Illustration manuscrite de la bataille de Kurukshetra dans le Mahabharata. (Ranveig / Domaine public )

Le Mahabharata tourne autour d’une guerre entre deux lignées rivales de cousins qui se disputent le contrôle de leur royaume. Elle commence lorsque l’aîné des deux frères se voit refuser le trône parce qu’il est aveugle. La royauté revient à son frère cadet, Pandu. Malheureusement, Pandu se révèle infertile, à cause d’une malédiction, et sa femme prie les dieux de lui donner des enfants.

Les dieux obligent, ce qui conduit aux Pandavas, ou fils de Pandu, dont fait partie le guerrier Arjuna. Pendant ce temps, le frère de Pandu continue à avoir des enfants, les Kauravas. Les Kauravas se considèrent comme les dirigeants légitimes du royaume, ils forcent donc les Pandavas à s’exiler.

Pendant leur exil, les Pandavas retrouvent un autre de leurs cousins, Krishna, qui finit par les rejoindre. Finalement, la querelle entre les Pandavas et les Kauravas conduit à une guerre ouverte qui culmine sur le champ de bataille de Kurukshetra.

A la veille d’une bataille à Kurukshetra, Arjuna et les Pandavas sont sur le point de se battre et de tuer les Kauravas quand Arjuna hésite. Il se rend compte que les personnes qu’il s’apprête à combattre sont ses proches et il s’interroge sur la moralité de ses actes. Il se retourne et en fait part à son charioteur, Krishna.

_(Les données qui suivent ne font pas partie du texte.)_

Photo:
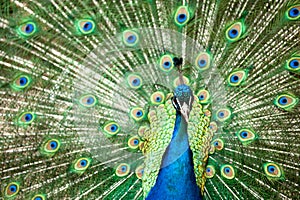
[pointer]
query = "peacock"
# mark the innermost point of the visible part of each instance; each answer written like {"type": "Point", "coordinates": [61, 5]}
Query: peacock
{"type": "Point", "coordinates": [149, 99]}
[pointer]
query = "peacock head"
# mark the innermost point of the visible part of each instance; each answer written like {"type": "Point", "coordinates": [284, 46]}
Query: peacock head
{"type": "Point", "coordinates": [183, 100]}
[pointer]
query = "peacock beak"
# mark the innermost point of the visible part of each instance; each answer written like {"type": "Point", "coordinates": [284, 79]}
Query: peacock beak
{"type": "Point", "coordinates": [185, 111]}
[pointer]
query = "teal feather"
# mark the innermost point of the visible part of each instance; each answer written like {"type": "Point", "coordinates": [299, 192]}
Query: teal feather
{"type": "Point", "coordinates": [86, 89]}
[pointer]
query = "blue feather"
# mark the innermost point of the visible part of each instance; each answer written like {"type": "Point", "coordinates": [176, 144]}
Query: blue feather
{"type": "Point", "coordinates": [176, 178]}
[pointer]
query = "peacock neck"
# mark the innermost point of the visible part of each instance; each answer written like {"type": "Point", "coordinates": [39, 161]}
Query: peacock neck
{"type": "Point", "coordinates": [176, 178]}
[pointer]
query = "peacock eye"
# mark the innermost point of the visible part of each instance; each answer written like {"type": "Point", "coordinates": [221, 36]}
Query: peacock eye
{"type": "Point", "coordinates": [157, 98]}
{"type": "Point", "coordinates": [86, 26]}
{"type": "Point", "coordinates": [293, 64]}
{"type": "Point", "coordinates": [111, 129]}
{"type": "Point", "coordinates": [137, 113]}
{"type": "Point", "coordinates": [272, 170]}
{"type": "Point", "coordinates": [223, 114]}
{"type": "Point", "coordinates": [203, 96]}
{"type": "Point", "coordinates": [26, 118]}
{"type": "Point", "coordinates": [12, 189]}
{"type": "Point", "coordinates": [235, 31]}
{"type": "Point", "coordinates": [218, 144]}
{"type": "Point", "coordinates": [293, 13]}
{"type": "Point", "coordinates": [21, 82]}
{"type": "Point", "coordinates": [182, 16]}
{"type": "Point", "coordinates": [130, 38]}
{"type": "Point", "coordinates": [236, 78]}
{"type": "Point", "coordinates": [134, 142]}
{"type": "Point", "coordinates": [166, 63]}
{"type": "Point", "coordinates": [139, 171]}
{"type": "Point", "coordinates": [175, 103]}
{"type": "Point", "coordinates": [87, 101]}
{"type": "Point", "coordinates": [286, 101]}
{"type": "Point", "coordinates": [227, 171]}
{"type": "Point", "coordinates": [210, 171]}
{"type": "Point", "coordinates": [122, 170]}
{"type": "Point", "coordinates": [27, 29]}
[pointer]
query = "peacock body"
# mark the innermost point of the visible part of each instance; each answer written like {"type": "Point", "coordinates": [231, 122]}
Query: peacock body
{"type": "Point", "coordinates": [149, 99]}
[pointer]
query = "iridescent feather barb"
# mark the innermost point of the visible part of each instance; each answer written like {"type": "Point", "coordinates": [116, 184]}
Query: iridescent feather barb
{"type": "Point", "coordinates": [90, 109]}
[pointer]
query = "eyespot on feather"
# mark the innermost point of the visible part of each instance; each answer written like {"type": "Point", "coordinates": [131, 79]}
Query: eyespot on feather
{"type": "Point", "coordinates": [157, 98]}
{"type": "Point", "coordinates": [137, 114]}
{"type": "Point", "coordinates": [85, 26]}
{"type": "Point", "coordinates": [134, 142]}
{"type": "Point", "coordinates": [218, 144]}
{"type": "Point", "coordinates": [12, 189]}
{"type": "Point", "coordinates": [122, 170]}
{"type": "Point", "coordinates": [293, 13]}
{"type": "Point", "coordinates": [182, 16]}
{"type": "Point", "coordinates": [293, 64]}
{"type": "Point", "coordinates": [210, 171]}
{"type": "Point", "coordinates": [227, 171]}
{"type": "Point", "coordinates": [111, 128]}
{"type": "Point", "coordinates": [166, 63]}
{"type": "Point", "coordinates": [50, 147]}
{"type": "Point", "coordinates": [286, 101]}
{"type": "Point", "coordinates": [273, 170]}
{"type": "Point", "coordinates": [27, 29]}
{"type": "Point", "coordinates": [26, 118]}
{"type": "Point", "coordinates": [21, 82]}
{"type": "Point", "coordinates": [130, 38]}
{"type": "Point", "coordinates": [203, 96]}
{"type": "Point", "coordinates": [139, 171]}
{"type": "Point", "coordinates": [223, 114]}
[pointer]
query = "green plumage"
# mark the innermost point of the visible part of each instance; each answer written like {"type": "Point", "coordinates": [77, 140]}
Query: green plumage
{"type": "Point", "coordinates": [86, 91]}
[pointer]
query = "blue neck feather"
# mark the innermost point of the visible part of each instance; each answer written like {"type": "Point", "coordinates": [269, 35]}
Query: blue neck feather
{"type": "Point", "coordinates": [176, 178]}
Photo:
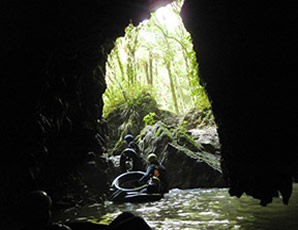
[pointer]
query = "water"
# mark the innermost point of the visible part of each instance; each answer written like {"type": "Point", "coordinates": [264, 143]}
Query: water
{"type": "Point", "coordinates": [199, 209]}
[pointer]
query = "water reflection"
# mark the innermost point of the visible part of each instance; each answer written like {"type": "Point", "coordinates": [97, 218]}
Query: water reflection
{"type": "Point", "coordinates": [201, 209]}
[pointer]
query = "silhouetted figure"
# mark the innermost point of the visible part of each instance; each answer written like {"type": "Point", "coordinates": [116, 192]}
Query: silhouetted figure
{"type": "Point", "coordinates": [131, 144]}
{"type": "Point", "coordinates": [130, 159]}
{"type": "Point", "coordinates": [36, 212]}
{"type": "Point", "coordinates": [127, 220]}
{"type": "Point", "coordinates": [155, 176]}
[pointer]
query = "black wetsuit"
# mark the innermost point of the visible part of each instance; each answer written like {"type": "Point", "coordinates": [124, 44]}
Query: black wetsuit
{"type": "Point", "coordinates": [159, 171]}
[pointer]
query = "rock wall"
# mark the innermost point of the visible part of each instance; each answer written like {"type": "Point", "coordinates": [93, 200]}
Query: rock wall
{"type": "Point", "coordinates": [247, 53]}
{"type": "Point", "coordinates": [53, 56]}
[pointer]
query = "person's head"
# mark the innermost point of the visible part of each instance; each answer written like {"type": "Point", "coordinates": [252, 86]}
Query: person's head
{"type": "Point", "coordinates": [152, 158]}
{"type": "Point", "coordinates": [128, 138]}
{"type": "Point", "coordinates": [37, 208]}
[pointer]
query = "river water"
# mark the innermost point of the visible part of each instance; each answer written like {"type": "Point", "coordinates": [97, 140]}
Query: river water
{"type": "Point", "coordinates": [198, 209]}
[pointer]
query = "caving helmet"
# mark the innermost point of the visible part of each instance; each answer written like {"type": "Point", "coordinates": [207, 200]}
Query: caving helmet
{"type": "Point", "coordinates": [128, 138]}
{"type": "Point", "coordinates": [152, 158]}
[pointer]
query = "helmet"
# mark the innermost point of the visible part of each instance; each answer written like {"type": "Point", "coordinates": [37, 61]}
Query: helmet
{"type": "Point", "coordinates": [128, 138]}
{"type": "Point", "coordinates": [152, 158]}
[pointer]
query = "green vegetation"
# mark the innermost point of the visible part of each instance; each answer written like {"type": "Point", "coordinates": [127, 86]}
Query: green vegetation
{"type": "Point", "coordinates": [155, 58]}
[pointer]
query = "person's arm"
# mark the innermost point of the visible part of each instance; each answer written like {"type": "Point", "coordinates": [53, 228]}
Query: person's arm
{"type": "Point", "coordinates": [147, 174]}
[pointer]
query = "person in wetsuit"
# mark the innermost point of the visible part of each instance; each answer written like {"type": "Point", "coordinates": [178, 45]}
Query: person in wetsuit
{"type": "Point", "coordinates": [155, 176]}
{"type": "Point", "coordinates": [131, 144]}
{"type": "Point", "coordinates": [36, 212]}
{"type": "Point", "coordinates": [131, 154]}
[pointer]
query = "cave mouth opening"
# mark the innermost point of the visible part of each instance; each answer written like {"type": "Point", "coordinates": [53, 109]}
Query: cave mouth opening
{"type": "Point", "coordinates": [154, 68]}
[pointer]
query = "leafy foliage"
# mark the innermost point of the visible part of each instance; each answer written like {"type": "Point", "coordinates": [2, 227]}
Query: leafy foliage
{"type": "Point", "coordinates": [157, 56]}
{"type": "Point", "coordinates": [149, 119]}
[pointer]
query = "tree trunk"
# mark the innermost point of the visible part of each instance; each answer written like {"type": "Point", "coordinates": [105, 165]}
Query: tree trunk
{"type": "Point", "coordinates": [172, 87]}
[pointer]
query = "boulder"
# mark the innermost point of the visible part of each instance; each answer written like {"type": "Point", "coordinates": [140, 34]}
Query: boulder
{"type": "Point", "coordinates": [187, 169]}
{"type": "Point", "coordinates": [183, 157]}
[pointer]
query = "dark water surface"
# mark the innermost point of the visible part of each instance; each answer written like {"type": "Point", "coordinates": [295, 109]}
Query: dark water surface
{"type": "Point", "coordinates": [198, 209]}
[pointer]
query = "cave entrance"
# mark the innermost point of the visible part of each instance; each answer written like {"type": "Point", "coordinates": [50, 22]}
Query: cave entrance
{"type": "Point", "coordinates": [152, 75]}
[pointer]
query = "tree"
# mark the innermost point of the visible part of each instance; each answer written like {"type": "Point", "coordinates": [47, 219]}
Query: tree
{"type": "Point", "coordinates": [157, 55]}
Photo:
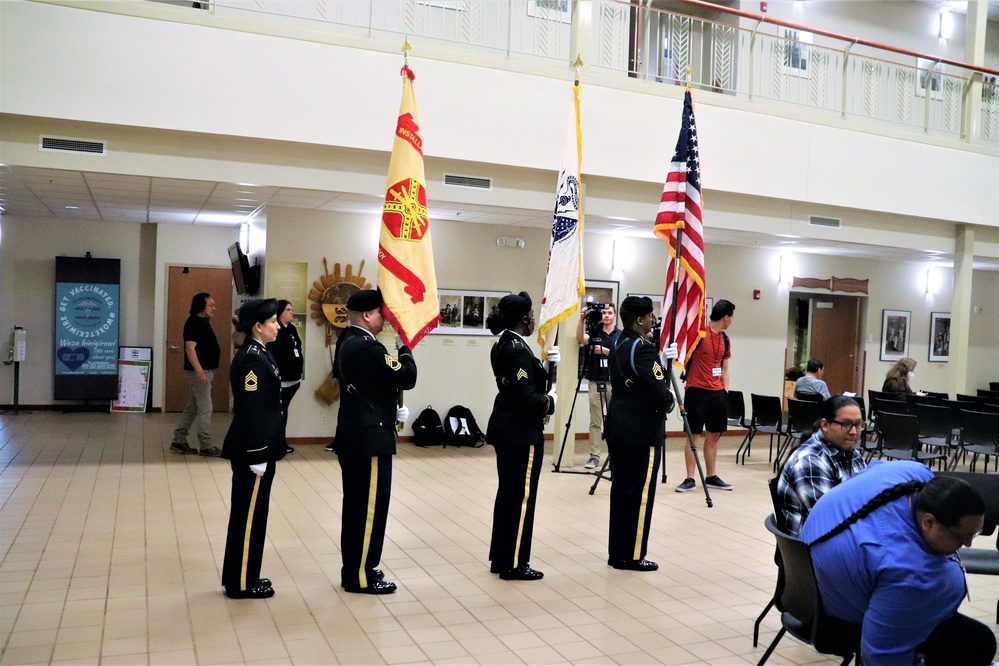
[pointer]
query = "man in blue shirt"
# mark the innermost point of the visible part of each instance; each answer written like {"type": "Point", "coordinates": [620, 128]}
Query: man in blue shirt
{"type": "Point", "coordinates": [884, 546]}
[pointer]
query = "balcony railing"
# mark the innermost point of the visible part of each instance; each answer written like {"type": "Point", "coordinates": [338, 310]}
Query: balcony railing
{"type": "Point", "coordinates": [731, 53]}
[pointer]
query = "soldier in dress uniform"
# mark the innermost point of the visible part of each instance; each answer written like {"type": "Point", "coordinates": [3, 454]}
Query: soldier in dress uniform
{"type": "Point", "coordinates": [516, 429]}
{"type": "Point", "coordinates": [636, 433]}
{"type": "Point", "coordinates": [370, 380]}
{"type": "Point", "coordinates": [254, 443]}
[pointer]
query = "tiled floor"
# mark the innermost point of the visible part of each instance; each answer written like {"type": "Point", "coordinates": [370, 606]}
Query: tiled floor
{"type": "Point", "coordinates": [112, 547]}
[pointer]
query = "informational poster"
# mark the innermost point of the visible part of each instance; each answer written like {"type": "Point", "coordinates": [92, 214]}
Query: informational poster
{"type": "Point", "coordinates": [289, 280]}
{"type": "Point", "coordinates": [135, 367]}
{"type": "Point", "coordinates": [133, 386]}
{"type": "Point", "coordinates": [86, 328]}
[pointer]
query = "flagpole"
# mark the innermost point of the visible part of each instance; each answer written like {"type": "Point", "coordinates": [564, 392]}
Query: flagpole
{"type": "Point", "coordinates": [669, 366]}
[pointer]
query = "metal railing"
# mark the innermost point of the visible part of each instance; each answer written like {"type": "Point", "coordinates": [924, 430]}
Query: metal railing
{"type": "Point", "coordinates": [733, 53]}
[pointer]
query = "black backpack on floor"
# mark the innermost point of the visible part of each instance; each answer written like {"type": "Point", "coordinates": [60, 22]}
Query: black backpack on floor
{"type": "Point", "coordinates": [460, 428]}
{"type": "Point", "coordinates": [428, 429]}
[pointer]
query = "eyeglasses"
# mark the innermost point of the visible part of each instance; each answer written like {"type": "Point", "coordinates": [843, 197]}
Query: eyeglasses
{"type": "Point", "coordinates": [850, 425]}
{"type": "Point", "coordinates": [960, 537]}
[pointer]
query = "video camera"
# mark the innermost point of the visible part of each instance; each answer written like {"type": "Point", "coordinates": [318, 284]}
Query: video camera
{"type": "Point", "coordinates": [593, 318]}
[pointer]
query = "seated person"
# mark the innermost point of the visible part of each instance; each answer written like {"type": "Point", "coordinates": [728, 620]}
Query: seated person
{"type": "Point", "coordinates": [812, 381]}
{"type": "Point", "coordinates": [824, 460]}
{"type": "Point", "coordinates": [884, 546]}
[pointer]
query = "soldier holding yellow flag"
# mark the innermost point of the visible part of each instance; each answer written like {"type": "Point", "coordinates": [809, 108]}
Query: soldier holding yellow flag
{"type": "Point", "coordinates": [370, 381]}
{"type": "Point", "coordinates": [254, 443]}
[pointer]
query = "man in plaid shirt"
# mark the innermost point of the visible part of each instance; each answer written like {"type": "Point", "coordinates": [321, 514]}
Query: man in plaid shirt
{"type": "Point", "coordinates": [823, 461]}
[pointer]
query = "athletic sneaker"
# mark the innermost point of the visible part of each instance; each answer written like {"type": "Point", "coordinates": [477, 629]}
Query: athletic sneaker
{"type": "Point", "coordinates": [716, 483]}
{"type": "Point", "coordinates": [687, 485]}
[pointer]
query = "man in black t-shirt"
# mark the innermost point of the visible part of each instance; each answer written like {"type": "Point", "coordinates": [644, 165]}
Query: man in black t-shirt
{"type": "Point", "coordinates": [597, 374]}
{"type": "Point", "coordinates": [201, 358]}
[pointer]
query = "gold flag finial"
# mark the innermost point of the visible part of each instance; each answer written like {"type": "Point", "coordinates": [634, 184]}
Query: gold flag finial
{"type": "Point", "coordinates": [576, 65]}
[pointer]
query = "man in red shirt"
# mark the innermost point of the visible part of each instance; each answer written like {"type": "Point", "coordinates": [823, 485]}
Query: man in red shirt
{"type": "Point", "coordinates": [706, 397]}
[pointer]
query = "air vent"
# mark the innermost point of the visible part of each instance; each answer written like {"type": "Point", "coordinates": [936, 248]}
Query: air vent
{"type": "Point", "coordinates": [59, 144]}
{"type": "Point", "coordinates": [474, 182]}
{"type": "Point", "coordinates": [830, 222]}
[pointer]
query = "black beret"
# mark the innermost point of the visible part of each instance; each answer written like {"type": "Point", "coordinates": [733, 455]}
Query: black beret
{"type": "Point", "coordinates": [365, 300]}
{"type": "Point", "coordinates": [515, 306]}
{"type": "Point", "coordinates": [640, 305]}
{"type": "Point", "coordinates": [256, 311]}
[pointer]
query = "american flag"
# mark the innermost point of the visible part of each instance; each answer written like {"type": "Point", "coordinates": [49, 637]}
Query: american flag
{"type": "Point", "coordinates": [680, 215]}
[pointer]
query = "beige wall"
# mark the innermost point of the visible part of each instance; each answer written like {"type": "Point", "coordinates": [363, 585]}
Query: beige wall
{"type": "Point", "coordinates": [455, 369]}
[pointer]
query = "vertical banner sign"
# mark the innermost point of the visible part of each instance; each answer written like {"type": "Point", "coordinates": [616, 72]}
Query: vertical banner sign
{"type": "Point", "coordinates": [86, 328]}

Krishna, en réponse, a une longue discussion avec Arjuna sur la métaphysique, la théologie et l’éthique. La partie suivante constitue l’essentiel de la Bhagavad Gita. Krishna conclut en disant à Arjuna qu’il est de son devoir d’agir avec justice, ce qui dans certains cas peut signifier aller à la guerre, même avec les membres de sa famille.

Krishna expose un grand nombre des enseignements centraux de l’hindouisme classique ainsi que les différentes voies du yogisme. La plupart des hindous considèrent la Bhagavad Gita comme le fondement de la philosophie et de la théologie hindoues.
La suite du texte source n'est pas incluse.